Product performance is not the only measure of what it should cost. Quality, feature set, materials, design, and unit cost should all go into deciding the price a unit should fetch.
Sure. Which quality, feature set, materials, and design do you have in mind where the 7970 was trumping the GTX680 at launch?
unit cost: You want to reward AMD for being worse at efficient design? Do you believe that customers should have been charged more for the larger Tahiti die because it had disabled DP units? If Nvidia makes a very efficient die with a huge ring of empty silicon around it just to dial up the die area, would that satisfy your grievances?
A plastic spoon, a steel spoon, and a silver spoon of the same volume will all feed you at the same rate (performance). Are you stating that they should all be able to harvest the same price? Absurd!

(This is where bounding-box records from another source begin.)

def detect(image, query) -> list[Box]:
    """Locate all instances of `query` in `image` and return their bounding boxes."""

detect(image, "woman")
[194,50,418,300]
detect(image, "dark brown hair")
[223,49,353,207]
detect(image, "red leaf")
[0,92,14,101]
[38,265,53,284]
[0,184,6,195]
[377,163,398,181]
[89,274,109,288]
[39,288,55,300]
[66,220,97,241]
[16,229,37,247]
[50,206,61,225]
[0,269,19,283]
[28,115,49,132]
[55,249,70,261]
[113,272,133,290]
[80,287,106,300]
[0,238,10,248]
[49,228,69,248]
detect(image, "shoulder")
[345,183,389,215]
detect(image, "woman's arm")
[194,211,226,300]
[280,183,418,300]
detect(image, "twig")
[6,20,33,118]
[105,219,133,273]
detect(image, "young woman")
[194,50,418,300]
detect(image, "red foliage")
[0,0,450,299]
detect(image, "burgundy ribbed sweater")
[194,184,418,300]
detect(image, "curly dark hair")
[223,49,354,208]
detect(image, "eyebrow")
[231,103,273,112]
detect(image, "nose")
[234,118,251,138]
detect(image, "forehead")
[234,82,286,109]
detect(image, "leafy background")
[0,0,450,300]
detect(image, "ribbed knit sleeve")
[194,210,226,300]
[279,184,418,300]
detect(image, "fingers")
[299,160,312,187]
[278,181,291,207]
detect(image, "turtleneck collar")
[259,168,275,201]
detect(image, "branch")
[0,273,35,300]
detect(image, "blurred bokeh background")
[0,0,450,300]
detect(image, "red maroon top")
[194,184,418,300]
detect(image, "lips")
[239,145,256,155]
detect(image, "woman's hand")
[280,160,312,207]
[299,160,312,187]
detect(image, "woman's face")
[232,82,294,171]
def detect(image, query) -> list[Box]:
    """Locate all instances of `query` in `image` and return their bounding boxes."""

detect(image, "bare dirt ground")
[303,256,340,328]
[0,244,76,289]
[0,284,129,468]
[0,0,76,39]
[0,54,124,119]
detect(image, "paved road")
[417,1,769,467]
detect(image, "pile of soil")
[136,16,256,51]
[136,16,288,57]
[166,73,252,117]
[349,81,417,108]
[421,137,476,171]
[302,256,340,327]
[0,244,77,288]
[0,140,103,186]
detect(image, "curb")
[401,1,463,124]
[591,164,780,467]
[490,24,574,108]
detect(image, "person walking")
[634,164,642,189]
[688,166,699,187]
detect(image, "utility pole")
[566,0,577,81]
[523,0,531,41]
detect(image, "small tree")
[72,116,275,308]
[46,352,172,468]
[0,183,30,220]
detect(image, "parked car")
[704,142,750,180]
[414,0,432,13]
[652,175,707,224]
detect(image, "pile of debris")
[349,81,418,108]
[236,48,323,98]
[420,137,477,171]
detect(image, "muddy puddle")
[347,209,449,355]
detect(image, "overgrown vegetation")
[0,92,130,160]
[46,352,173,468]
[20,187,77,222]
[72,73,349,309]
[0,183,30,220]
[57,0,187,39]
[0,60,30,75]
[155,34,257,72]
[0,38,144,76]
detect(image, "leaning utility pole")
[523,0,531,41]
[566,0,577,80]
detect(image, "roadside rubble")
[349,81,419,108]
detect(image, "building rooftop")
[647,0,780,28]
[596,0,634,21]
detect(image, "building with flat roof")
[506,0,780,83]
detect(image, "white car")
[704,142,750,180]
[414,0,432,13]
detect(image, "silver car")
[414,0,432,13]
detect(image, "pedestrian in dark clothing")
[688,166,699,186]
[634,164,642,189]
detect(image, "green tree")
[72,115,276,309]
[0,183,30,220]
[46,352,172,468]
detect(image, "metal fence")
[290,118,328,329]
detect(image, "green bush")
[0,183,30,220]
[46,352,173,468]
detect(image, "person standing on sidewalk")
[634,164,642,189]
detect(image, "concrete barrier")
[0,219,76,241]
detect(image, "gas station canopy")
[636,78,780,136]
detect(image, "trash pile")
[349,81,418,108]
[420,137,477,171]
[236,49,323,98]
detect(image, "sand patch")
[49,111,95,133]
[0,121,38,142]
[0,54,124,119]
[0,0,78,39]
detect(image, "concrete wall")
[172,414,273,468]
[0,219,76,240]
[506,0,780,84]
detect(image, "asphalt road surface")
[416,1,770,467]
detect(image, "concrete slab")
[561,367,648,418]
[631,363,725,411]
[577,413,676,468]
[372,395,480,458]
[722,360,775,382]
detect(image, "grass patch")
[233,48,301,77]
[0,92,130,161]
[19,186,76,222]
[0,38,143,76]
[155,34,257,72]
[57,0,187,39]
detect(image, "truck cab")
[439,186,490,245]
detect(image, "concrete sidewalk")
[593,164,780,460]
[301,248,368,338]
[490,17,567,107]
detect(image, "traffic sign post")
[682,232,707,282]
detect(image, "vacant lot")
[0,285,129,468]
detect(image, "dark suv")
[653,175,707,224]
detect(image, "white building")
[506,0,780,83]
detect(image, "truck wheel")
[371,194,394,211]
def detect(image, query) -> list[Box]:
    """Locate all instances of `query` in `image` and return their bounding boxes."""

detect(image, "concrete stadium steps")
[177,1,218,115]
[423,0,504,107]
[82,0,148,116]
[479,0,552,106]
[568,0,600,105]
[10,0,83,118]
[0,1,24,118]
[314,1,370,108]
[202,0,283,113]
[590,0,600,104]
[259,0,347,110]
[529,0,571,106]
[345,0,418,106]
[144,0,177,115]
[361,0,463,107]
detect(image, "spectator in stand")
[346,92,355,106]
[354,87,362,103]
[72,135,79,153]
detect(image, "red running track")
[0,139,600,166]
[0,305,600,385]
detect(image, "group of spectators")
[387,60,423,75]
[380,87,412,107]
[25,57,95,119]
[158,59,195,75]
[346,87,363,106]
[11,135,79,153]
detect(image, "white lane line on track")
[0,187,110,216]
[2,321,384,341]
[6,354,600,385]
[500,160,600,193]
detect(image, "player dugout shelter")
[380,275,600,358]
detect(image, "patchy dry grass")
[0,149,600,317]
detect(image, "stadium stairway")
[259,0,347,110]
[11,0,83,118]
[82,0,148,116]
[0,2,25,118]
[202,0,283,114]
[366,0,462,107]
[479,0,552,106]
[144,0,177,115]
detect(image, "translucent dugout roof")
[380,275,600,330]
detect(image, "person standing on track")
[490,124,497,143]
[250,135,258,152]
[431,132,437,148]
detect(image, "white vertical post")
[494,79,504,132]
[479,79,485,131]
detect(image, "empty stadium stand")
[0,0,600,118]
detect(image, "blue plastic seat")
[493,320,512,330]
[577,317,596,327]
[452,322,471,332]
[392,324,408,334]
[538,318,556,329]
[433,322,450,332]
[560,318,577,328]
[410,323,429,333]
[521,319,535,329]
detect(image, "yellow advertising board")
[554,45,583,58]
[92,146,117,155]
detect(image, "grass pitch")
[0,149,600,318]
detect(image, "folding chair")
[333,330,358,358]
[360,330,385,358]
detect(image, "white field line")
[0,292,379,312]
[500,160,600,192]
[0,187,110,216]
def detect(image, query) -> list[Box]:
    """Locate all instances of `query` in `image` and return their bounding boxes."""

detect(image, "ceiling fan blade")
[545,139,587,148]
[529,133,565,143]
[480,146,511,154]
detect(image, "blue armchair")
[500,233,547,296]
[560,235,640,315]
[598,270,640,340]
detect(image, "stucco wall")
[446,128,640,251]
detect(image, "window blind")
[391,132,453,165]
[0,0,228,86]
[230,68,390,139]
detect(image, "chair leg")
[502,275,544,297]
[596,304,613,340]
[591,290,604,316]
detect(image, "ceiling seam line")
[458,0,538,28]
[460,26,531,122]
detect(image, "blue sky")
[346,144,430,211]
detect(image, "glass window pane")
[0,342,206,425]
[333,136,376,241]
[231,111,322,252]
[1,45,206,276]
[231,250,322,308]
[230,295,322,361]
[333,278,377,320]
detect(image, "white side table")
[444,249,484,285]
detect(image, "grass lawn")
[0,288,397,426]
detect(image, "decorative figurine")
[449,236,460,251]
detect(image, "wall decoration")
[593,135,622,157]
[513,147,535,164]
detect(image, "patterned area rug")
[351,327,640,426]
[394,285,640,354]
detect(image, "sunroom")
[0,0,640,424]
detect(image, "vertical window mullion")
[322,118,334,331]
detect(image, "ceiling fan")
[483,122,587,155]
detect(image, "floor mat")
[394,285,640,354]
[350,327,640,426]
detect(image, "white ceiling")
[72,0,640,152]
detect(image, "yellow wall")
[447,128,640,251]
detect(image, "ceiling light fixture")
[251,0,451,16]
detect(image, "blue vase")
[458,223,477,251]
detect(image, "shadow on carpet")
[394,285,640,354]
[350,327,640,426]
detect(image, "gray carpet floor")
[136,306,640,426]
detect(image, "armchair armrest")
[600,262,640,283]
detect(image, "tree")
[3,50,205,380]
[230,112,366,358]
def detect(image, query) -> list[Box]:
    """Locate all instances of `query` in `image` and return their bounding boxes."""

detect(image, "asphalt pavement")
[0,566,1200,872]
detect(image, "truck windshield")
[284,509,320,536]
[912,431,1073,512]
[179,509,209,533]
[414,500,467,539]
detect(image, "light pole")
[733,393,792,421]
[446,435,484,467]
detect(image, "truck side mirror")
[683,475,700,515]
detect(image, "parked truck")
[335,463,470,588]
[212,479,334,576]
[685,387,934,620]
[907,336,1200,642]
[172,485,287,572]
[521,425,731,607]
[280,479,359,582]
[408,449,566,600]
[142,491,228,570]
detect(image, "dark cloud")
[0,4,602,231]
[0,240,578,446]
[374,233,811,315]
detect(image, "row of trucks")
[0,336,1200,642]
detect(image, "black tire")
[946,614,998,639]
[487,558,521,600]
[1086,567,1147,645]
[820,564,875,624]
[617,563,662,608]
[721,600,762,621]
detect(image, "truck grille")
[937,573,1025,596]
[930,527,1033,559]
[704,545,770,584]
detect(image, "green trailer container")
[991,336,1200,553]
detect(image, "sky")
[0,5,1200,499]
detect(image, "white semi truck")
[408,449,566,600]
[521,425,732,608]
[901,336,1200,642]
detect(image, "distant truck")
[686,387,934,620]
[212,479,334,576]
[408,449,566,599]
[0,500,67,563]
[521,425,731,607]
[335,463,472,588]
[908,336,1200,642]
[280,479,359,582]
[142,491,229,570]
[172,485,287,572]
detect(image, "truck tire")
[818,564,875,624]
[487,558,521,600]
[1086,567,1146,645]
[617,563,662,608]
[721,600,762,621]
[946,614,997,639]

Beautiful analogy: we have both plastic and steel spoons at work. People on start taking the plastic spoons after the steel spoon are gone. They just don't feel as well in your mouth. Silver spoons look way better at a festive dinner table. Another important KPI for some occasions. And, some people simply like to buy something more expensive just because they can.
What kind of KPI do think are important for a gaming GPU? Performance. Energy efficiency. Fan noise. Anything else? All things where a GTX680 excelled over the AMD flagship. Nvidia magnanimously priced it lower. Yet that still not good enough.